PCOS (Polycystic ovary syndrome)
PCOS is a hormonal disorder common among women during their reproductive age. Symptoms of PCOS include acne, weight gain, irregular periods, and increased body hair growth. If you’re experiencing PCOS, you may have infrequent or prolonged menstrual periods.
Up to 20% of women will experience PCOS. PCOS is when your ovaries produce too many male sex hormones, which keeps follicles shut and leads to cysts forming.
Some find birth control to help manage PCOS. The exact cause of PCOS is unknown. Getting a diagnosis early is crucial to getting the proper treatment.
Each year, 20,000 women are diagnosed with ovarian cancer. The tumors from ovarian cancer are rarely detected early when they are easier to treat.
No standardized screening tests for ovarian cancer have been shown to improve diagnosis. If you are concerned about having ovarian cancer, discuss with your doctor the next steps and get a new pelvic test.
During your pelvic test, your doctor will:
- Check the outer part of your genitals.
- Put two gloved fingers into your vagina and push on your abdomen with the other hand. This test is to check your uterus and ovaries size.

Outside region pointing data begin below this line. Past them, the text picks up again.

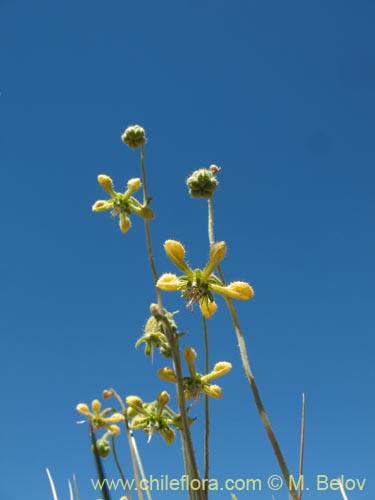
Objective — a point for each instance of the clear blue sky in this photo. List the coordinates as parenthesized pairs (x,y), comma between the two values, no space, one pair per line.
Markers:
(281,95)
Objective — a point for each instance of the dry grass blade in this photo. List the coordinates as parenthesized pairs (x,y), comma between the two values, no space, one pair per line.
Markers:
(342,490)
(52,484)
(302,445)
(71,497)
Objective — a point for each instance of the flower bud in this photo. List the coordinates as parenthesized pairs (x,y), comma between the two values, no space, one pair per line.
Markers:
(100,206)
(96,405)
(202,183)
(139,422)
(114,430)
(213,391)
(217,254)
(107,393)
(147,213)
(168,282)
(207,308)
(134,136)
(168,434)
(103,447)
(107,184)
(115,417)
(124,223)
(190,356)
(134,184)
(176,252)
(134,402)
(219,370)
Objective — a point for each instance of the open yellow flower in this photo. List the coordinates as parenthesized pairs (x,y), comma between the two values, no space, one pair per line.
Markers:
(122,204)
(199,285)
(197,383)
(99,418)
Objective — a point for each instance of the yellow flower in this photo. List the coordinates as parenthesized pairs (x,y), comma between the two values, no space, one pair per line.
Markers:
(197,383)
(153,417)
(122,204)
(100,418)
(199,285)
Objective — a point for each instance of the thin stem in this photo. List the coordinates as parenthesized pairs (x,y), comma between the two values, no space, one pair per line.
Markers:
(302,447)
(190,454)
(151,259)
(52,485)
(134,459)
(246,365)
(99,466)
(206,405)
(119,466)
(75,487)
(71,497)
(254,388)
(211,237)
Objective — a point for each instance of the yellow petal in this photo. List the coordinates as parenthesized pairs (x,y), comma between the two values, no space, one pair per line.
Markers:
(115,417)
(219,370)
(176,252)
(169,282)
(208,308)
(236,290)
(213,391)
(83,409)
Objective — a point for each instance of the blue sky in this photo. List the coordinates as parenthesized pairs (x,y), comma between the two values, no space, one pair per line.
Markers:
(281,96)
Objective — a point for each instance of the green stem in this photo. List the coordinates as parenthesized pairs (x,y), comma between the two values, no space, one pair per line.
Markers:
(190,454)
(151,259)
(211,237)
(254,388)
(206,405)
(246,366)
(134,453)
(99,466)
(119,466)
(75,487)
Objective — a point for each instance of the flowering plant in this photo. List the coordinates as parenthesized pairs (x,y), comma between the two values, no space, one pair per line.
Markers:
(162,335)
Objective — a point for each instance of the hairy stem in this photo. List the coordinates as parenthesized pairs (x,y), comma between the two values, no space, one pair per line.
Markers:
(206,406)
(172,338)
(246,366)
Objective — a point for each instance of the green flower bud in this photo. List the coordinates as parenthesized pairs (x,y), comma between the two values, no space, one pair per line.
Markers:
(134,136)
(103,447)
(202,183)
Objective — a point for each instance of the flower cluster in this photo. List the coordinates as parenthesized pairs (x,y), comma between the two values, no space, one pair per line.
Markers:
(153,335)
(197,383)
(154,417)
(199,285)
(102,419)
(122,204)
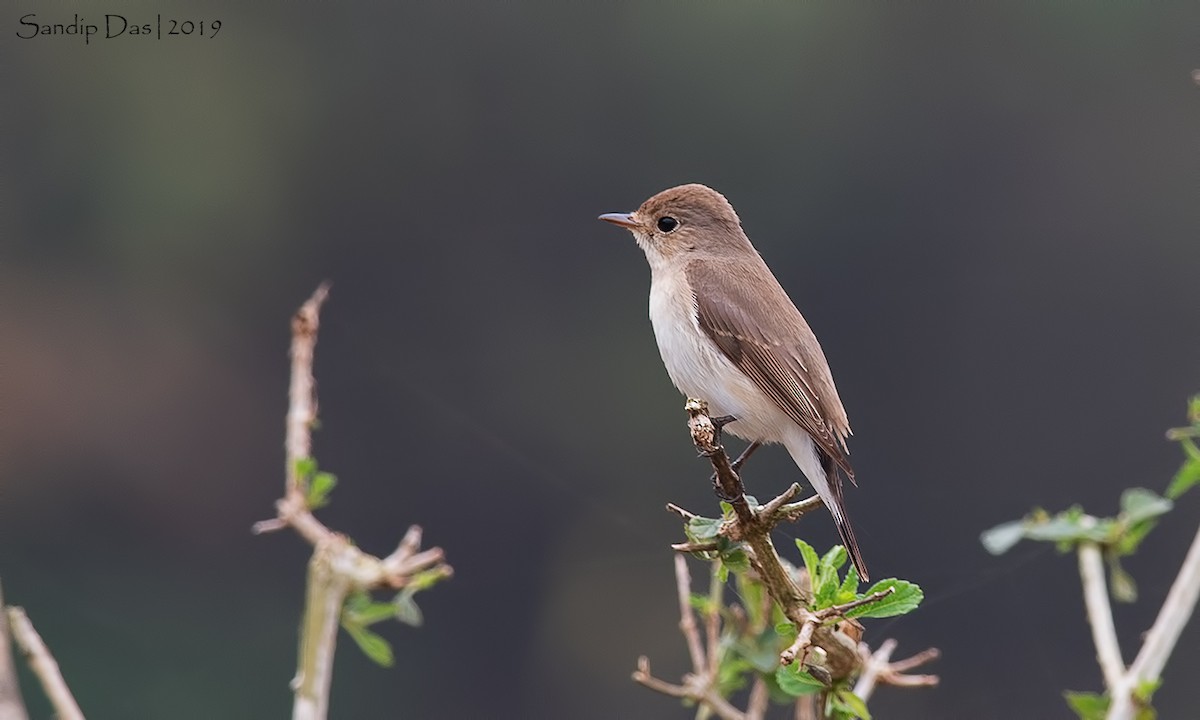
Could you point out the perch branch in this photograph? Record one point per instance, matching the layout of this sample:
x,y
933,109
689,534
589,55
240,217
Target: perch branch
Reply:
x,y
12,707
1099,613
750,527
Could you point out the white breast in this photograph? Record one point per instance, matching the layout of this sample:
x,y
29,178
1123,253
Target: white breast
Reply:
x,y
699,369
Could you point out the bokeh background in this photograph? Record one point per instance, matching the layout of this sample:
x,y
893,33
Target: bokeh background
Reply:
x,y
987,211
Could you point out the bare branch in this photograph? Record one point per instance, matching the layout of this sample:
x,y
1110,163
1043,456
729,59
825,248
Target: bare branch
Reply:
x,y
12,707
691,690
879,669
43,665
1181,601
337,567
1099,613
688,616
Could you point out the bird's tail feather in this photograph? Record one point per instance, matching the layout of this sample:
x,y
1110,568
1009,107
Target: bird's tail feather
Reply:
x,y
825,478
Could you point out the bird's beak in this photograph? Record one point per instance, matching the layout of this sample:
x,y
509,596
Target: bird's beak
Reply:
x,y
624,220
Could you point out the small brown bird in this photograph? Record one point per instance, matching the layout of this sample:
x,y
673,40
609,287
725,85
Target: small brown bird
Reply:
x,y
730,335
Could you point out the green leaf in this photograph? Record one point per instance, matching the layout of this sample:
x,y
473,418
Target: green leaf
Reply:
x,y
810,562
319,486
1003,537
1146,689
403,609
372,645
1089,706
849,589
363,610
831,564
796,682
1139,504
834,559
305,467
731,676
905,599
1071,527
761,652
736,559
851,705
702,529
427,579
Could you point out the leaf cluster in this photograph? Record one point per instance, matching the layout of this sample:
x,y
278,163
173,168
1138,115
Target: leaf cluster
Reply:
x,y
755,633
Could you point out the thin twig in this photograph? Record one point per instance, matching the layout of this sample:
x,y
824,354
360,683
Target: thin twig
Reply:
x,y
1181,601
879,669
1099,613
688,616
721,707
759,701
1162,636
875,664
43,665
337,567
12,707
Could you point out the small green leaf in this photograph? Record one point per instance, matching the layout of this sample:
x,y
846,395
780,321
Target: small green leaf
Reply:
x,y
1139,504
905,599
1089,706
427,579
1122,585
319,486
372,645
370,613
810,562
702,529
834,559
1183,480
736,559
760,652
1146,689
849,589
1194,409
405,609
796,682
1069,527
852,705
731,676
305,467
1003,537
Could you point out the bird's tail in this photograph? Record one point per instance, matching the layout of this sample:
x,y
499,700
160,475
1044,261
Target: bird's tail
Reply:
x,y
823,474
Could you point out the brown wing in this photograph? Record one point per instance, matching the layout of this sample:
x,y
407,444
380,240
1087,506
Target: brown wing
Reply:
x,y
778,351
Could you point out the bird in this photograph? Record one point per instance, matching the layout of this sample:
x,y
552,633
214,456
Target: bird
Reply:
x,y
729,334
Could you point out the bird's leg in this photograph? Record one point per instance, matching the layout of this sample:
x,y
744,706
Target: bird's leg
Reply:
x,y
719,424
745,455
735,466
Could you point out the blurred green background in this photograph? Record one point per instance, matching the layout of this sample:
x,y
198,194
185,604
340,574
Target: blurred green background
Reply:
x,y
987,211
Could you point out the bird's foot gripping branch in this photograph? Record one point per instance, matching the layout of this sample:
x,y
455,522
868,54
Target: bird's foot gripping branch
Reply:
x,y
796,634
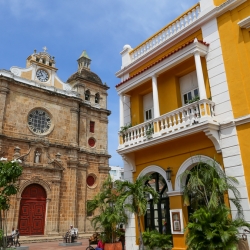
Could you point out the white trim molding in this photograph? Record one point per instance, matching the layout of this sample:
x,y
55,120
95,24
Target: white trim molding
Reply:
x,y
166,64
245,23
157,169
242,120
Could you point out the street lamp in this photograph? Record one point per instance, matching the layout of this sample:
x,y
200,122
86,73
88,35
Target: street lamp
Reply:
x,y
169,173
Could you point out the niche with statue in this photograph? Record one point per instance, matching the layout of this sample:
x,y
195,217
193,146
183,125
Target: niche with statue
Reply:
x,y
38,156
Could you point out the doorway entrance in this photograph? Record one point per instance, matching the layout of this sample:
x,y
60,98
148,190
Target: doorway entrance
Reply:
x,y
158,216
32,210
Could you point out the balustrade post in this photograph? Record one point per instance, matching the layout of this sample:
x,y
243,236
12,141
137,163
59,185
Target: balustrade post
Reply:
x,y
155,97
199,72
121,111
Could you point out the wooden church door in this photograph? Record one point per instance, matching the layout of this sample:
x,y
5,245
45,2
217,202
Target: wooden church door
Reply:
x,y
32,210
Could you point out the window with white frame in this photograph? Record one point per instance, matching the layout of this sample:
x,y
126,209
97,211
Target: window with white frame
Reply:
x,y
189,87
148,107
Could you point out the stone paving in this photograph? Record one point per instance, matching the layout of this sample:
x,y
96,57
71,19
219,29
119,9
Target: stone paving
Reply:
x,y
55,246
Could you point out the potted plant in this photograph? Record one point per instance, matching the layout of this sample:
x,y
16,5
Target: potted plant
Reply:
x,y
110,215
133,195
210,225
155,240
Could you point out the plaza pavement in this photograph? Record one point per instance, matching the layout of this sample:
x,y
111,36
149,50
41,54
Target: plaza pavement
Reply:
x,y
54,245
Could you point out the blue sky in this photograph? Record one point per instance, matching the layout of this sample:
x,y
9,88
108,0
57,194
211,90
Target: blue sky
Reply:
x,y
67,27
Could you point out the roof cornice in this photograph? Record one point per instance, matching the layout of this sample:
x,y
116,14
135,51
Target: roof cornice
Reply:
x,y
166,62
203,18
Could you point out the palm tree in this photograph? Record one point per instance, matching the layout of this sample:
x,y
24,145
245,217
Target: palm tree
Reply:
x,y
111,212
134,195
210,225
208,184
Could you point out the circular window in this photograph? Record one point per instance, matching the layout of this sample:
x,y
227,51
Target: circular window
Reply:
x,y
91,142
39,121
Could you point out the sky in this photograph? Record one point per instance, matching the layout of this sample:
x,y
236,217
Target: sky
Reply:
x,y
67,27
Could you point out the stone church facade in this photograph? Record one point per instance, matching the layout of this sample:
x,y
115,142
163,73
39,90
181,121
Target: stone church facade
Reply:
x,y
59,131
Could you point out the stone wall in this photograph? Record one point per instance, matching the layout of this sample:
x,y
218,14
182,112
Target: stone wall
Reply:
x,y
65,159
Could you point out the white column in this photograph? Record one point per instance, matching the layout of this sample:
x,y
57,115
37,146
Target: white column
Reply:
x,y
121,112
200,77
155,97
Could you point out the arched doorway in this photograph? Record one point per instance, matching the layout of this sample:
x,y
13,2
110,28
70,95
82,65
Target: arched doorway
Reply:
x,y
32,210
158,214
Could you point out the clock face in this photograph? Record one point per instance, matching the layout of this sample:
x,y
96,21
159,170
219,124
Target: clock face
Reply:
x,y
42,75
39,121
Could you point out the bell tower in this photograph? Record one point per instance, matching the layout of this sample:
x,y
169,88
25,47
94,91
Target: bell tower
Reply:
x,y
84,61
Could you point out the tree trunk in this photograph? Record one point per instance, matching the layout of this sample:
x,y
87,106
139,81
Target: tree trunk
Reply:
x,y
141,245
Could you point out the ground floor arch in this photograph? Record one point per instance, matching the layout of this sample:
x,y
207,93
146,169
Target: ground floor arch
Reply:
x,y
32,210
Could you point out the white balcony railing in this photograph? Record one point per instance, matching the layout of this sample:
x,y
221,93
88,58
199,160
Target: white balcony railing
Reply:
x,y
185,117
167,32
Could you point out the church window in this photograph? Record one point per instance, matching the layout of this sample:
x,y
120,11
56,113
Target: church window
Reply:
x,y
39,121
91,142
37,155
92,127
89,214
97,98
87,95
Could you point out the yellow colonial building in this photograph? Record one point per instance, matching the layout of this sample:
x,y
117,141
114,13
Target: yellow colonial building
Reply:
x,y
185,97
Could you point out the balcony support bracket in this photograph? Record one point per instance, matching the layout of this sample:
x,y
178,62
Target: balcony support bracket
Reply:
x,y
213,135
130,159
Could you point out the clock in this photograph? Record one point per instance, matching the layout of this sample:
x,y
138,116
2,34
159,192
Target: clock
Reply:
x,y
42,75
39,121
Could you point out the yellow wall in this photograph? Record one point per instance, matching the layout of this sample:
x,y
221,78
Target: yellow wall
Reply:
x,y
219,2
197,35
168,90
173,154
236,55
136,102
244,135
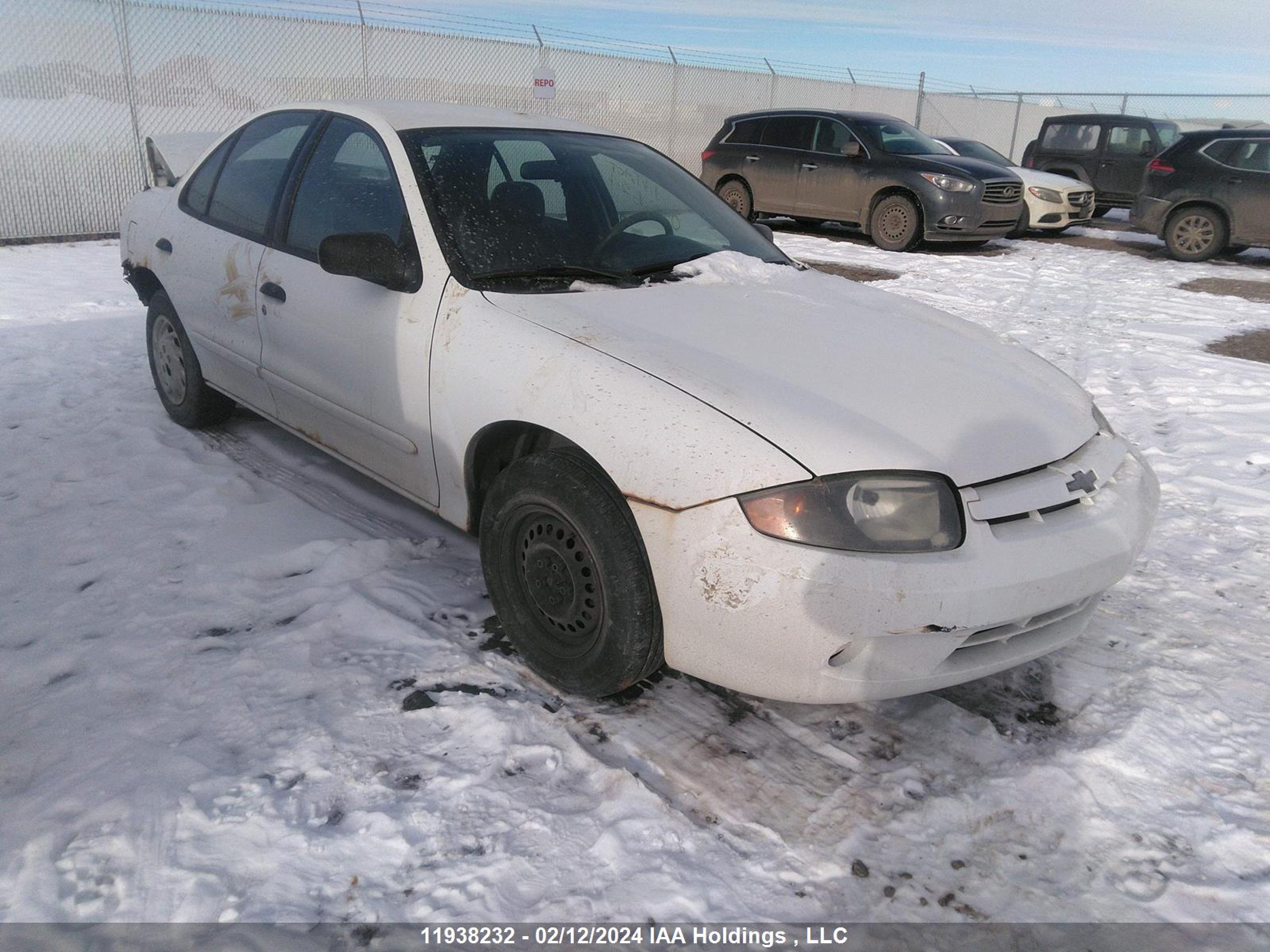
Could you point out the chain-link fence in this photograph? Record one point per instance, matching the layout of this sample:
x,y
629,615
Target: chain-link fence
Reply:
x,y
83,82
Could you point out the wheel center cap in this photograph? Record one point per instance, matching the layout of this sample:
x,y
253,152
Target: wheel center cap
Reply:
x,y
550,583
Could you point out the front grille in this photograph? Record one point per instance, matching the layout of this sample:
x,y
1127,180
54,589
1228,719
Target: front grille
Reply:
x,y
1003,192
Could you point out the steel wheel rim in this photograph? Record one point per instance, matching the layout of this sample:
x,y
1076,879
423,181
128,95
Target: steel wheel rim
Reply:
x,y
1194,234
559,579
169,361
895,224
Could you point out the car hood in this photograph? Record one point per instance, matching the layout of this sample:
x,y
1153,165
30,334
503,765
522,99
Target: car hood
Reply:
x,y
1047,179
839,375
957,165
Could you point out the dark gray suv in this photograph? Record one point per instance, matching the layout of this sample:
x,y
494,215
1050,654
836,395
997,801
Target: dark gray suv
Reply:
x,y
869,171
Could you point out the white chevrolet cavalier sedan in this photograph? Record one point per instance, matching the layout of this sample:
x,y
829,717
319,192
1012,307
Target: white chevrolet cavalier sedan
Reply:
x,y
673,442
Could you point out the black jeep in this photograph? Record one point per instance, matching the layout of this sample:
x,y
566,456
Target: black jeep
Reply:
x,y
1106,152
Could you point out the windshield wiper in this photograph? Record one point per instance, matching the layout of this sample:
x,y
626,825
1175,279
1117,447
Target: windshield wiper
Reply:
x,y
554,271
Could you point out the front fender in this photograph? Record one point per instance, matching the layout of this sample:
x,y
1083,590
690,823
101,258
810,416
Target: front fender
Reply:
x,y
660,445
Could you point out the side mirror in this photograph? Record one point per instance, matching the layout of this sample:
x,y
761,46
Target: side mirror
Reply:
x,y
369,255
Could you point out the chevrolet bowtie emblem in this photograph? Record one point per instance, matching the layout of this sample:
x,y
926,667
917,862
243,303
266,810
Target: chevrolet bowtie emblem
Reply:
x,y
1083,479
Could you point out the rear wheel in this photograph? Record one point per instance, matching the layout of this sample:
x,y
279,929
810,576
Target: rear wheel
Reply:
x,y
177,375
896,224
568,574
737,194
1195,234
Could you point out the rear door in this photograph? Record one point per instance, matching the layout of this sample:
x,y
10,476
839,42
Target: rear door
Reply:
x,y
346,360
831,184
1127,149
773,165
216,244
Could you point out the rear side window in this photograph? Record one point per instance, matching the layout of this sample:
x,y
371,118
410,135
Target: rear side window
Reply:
x,y
789,131
831,136
254,171
348,186
1127,140
200,187
747,131
1071,138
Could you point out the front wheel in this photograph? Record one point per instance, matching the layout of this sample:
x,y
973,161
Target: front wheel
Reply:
x,y
896,224
177,374
568,574
737,195
1195,234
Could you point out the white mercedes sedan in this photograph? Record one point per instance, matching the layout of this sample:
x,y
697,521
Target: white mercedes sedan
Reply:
x,y
675,443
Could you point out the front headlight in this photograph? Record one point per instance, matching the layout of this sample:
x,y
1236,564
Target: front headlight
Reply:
x,y
862,512
1047,195
948,183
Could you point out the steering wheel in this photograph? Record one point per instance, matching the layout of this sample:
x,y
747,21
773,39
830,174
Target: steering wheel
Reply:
x,y
627,223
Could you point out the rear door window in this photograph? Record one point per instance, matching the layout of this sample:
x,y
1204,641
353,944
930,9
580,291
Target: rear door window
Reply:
x,y
789,131
747,131
254,172
1127,140
1071,138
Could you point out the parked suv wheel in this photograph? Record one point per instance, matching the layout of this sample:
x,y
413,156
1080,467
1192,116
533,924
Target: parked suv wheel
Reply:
x,y
177,375
568,574
737,194
1195,234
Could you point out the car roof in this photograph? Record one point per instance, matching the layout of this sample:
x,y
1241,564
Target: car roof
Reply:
x,y
1105,117
837,113
414,115
1254,132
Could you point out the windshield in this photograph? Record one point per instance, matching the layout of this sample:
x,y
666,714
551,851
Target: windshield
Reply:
x,y
977,150
899,138
538,206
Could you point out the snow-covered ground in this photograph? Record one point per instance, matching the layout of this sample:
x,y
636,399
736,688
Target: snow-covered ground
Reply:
x,y
206,641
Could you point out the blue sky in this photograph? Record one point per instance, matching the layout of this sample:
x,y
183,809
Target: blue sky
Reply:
x,y
1221,46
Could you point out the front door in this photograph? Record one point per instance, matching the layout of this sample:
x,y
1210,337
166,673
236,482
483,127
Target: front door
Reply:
x,y
215,248
1126,152
831,184
346,360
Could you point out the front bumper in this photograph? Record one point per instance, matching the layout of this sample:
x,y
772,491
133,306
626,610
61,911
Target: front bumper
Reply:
x,y
799,624
1149,215
964,216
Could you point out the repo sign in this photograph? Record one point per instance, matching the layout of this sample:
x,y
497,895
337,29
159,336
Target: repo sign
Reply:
x,y
544,83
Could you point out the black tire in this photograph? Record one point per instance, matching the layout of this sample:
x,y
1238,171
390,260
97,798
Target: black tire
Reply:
x,y
1022,225
736,194
568,574
896,224
1195,234
176,371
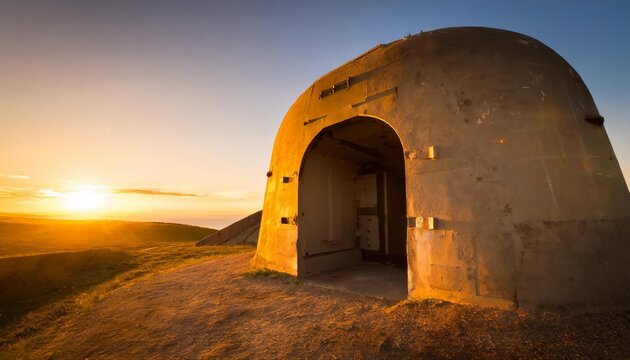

- A speculum device will be put into your vagina to look for irregularities.
Your doctor may also run blood tests, imaging tests, biopsies, and genetic tests to check for ovarian cancer. Symptoms of ovarian cancer may be present, but in many cases, you won’t experience any.
Symptoms of ovarian cancer may include:
- Back or pelvic pain
- Feeling like or constant urination
- Loss of energy or appetite
What happens to your ovaries during menopause?
At a certain point in life, your ovaries will kick up their feet and enjoy a well-deserved vacation. The years leading up to this “vacation” will be a bit unpredictable for you. This period is called perimenopause. Perimenopause is the natural process of when your ovaries stop working. Your ovulation will become irregular and then suddenly stop. Perimenopause is caused by the constantly changing levels of hormones in the body.
As your ovaries age, they may not always be able to read the signal from your hormones that it’s time to release an egg. These missed readings result in more hormones being secreted, throwing your whole body’s balance off.
You may experience the following during this period:
- Varying periods
- Mood swings
- Sleep issues
- Hot flashes
Talk with your doctor about finding ways to help you control these symptoms.
How do you keep your ovaries healthy?
Some of the ways you can keep your ovaries healthy and happy include:
Getting an annual pelvic exam: Through this one exam, your doctor may be able to catch issues like cysts and tumors that are symptomless or not causing you physical issues.
Don’t smoke: Smoking lowers your fertility rate. If you smoke, quit smoking. Cigarette smoke chemicals can cause damage to your eggs. Again, if you smoke and are working towards fertility, stop smoking.
Maintaining a healthy weight: Keeping your hormones regulated starts with having a healthy weight. Some other benefits for you are regulating your period and easing PCOS symptoms.
Keeping up with your annual exams and planning your ovary health is a great way to expect the unexpected better. While your ovaries will eventually “retire,” you can be as prepared as possible for this moment. Your ovaries do a lot for being so small – maybe we will try to do the same for them!